А это - мой Пушкин! Глава VIII. Лицеист!

Асна Сатанаева
Да, Василий Львович в Тургеневе не обманулся. И весть о том, что Сашка - кандидат, им принес он же, Александр Иванович. Теперь дело было за этим чертенком. Как узнать, достаточно  ли он накопил знаний? Выдержит ли экзамены, не опозорит ли их фамилию?

Боясь, что  племянник не выдержит испытаний, Василий Львович попытался его проэкзаменовать по тем предметам, по которым, как он думал, разбирается как-то сам. Но потом  засомневался, что может  их знать, как должно, и махнул рукой - от греха подальше! Пошел на хитрость – привел Сашку на экзамен  не одиннадцатого, а  двенадцатого августа - на второй день. Видимо, он был назначен для возможных опоздавших.

И вот  они  - в   стенах лицея, где уже  толпились  кандидаты на учебу  и их родственники. Саша во все глаза следил за происходящим: вот появился строгий мужчина с листком, сверяясь с которым, по одному  стал вызывать очередного кандидата.

Услышав свою фамилию, Сашка сконфузился и замешкался. Василий Львович недовольно сдвинул брови: «Право, какой ты  все-таки дикий, братец! И  как  сильно отличаешься от всех этих белобрысых светлоглазых мальчишек!.. Задразнят, как пить дать, задразнят!..» - Расстроился - первый раз он видел  мальчика  таким растерянным…  Но все-таки постреленок шагнул вперед, как и положено!

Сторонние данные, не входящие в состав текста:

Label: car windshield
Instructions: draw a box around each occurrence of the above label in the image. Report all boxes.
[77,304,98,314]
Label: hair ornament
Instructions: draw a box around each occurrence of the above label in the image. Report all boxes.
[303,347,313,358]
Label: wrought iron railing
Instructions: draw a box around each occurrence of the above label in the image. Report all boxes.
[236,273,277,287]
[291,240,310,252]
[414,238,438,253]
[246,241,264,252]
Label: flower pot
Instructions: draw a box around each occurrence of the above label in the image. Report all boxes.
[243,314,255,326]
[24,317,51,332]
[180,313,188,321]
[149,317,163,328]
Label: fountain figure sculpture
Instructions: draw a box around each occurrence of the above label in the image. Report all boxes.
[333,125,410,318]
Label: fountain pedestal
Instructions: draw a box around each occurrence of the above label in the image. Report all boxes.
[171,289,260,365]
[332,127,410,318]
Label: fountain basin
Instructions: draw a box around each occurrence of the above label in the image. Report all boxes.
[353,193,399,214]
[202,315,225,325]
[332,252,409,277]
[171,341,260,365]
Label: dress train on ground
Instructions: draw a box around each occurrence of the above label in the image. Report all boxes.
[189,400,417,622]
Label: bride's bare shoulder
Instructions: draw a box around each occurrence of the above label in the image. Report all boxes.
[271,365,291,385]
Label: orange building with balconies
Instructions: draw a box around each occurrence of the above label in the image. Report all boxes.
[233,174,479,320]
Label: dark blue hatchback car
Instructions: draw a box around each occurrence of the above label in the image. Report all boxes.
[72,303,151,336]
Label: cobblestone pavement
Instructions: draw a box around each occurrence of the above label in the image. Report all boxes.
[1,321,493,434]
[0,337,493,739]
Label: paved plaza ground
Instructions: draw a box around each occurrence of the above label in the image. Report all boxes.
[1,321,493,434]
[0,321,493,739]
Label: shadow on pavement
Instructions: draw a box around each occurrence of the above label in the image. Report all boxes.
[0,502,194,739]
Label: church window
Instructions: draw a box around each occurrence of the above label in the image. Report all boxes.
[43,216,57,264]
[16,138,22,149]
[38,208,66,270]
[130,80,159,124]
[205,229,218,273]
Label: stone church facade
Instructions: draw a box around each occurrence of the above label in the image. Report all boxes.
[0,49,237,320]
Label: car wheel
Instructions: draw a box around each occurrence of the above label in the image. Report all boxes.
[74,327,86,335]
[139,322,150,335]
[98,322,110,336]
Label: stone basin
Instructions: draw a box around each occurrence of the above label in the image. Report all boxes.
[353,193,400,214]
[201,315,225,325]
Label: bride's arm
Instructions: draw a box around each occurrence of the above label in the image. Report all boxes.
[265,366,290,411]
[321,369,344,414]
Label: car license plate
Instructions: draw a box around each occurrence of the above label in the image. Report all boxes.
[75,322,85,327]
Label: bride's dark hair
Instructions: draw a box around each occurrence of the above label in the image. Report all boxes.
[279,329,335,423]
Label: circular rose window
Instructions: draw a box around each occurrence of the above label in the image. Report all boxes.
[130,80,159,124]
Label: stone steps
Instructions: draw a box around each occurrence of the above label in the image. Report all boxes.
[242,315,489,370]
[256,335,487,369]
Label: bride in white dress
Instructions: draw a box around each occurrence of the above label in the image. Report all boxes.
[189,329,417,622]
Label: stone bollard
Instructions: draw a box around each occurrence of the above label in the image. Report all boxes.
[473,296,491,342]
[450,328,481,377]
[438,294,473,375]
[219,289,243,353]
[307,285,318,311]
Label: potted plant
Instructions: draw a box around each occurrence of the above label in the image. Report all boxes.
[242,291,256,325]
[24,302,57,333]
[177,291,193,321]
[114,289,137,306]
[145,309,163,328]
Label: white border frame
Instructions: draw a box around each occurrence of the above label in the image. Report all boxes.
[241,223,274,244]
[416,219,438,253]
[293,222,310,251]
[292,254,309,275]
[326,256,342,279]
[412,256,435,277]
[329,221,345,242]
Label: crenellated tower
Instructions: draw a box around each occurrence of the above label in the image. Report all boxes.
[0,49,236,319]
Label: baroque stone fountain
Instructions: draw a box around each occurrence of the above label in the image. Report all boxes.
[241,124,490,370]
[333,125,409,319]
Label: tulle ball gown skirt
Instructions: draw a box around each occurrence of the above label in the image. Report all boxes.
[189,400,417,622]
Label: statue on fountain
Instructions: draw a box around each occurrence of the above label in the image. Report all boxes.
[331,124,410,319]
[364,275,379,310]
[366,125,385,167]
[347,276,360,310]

 День закончился тем, что им объявили, что «Пушкин Александр  Сергеевич  выдержал вступительные экзамены и зачислен в Царскосельский лицей».

 Василий Львович окончательно  успокоился, теперь он мог, не торопясь никуда, не волнуясь ни о чем, размышлять о лицее - закрытом учебном заведении, куда принято всего тридцать учеников. Он гордился, что в их  число попал  его племянник. А ведь только благодаря его попечению!

 Пока ждали результатов испытаний, он  навел справки и выяснил:  все принятые сюда - дети средних малообеспеченных дворян, обладающих связями. «Малообеспеченных дворян... Это такие, как мы с братцем Сергеем», - вынужден был в первый раз признаться себе Василий Львович.

На этих тридцать юнцов, говорят,  Государь возлагает особые надежды, конечно, с подачи  Сперанского. Тот воображает, что все учащиеся здесь должны быть лишены косных привычек их отцов, стать умными и прямыми, угадывающими мысли Государя по  переустройству России. «Дай-то,конечно, бог! Может, Михайло и прав. Россия - отсталая страна. То ли дело - Франция, Италия»

В это время Сергей Львович получил известие, что Сашка принят в лицей и теперь не уставал благодарить небо, пославшее ему эту идею: написать прошение Государю и записку – Тургеневу Александру Ивановичу, ибо он один, - был уверен в этом, -  сделал все, чтобы  Сашка очутился в привилегированном учебном заведении. И он  стал наносить визиты, чтобы  похвастаться этой  необыкновенной удачей, достигнутой благодаря исключительно собственным связям.

 Сашка в лицее начал осваиваться. При сдаче  экзаменов дядя  подвел к нему полноватого, круглолицего мальчика с серыми живыми глазами и представил:
"Вот Сашка - рекомендую. Это Пущин Иван. Его сопровождает дед...» - Про себя Сашка назвал  Ивана, на французский лад, "Жанно". Выяснил, что тот  тоже превосходно знает французскую литературу. Прощупал Жанно и о таком предмете,как  любовь. Оказалось, и об этом тот имеет понятие.

Выяснив все это осторожными вопросами , они посмотрели друг на друга с уважением. Теперь, став неразлучными, при первой же возможности один искал второго,  чтобы вместе гулять в Летнем саду, бороться или играть в мяч.

  Иван, спокойный, воспитанный  мальчик, так полюбился Василию Львовичу, что если он его не видел два дня подряд, спрашивал Сашку:
  - Чертенок! А где же твой друг?

    Если дядя отсутствовал по каким-то делам, что чаще всего и случалось, они оставались на попечении дядюшкиной Аннушки и им нравилась у нее сидеть. Свобода общения, непринужденность, шутки и балагурство - все нравилось им здесь и, не стесняя себя её присутствием, они игриво боролись, выворачивая друг другу руки и прижимая головы к ковру до посинения.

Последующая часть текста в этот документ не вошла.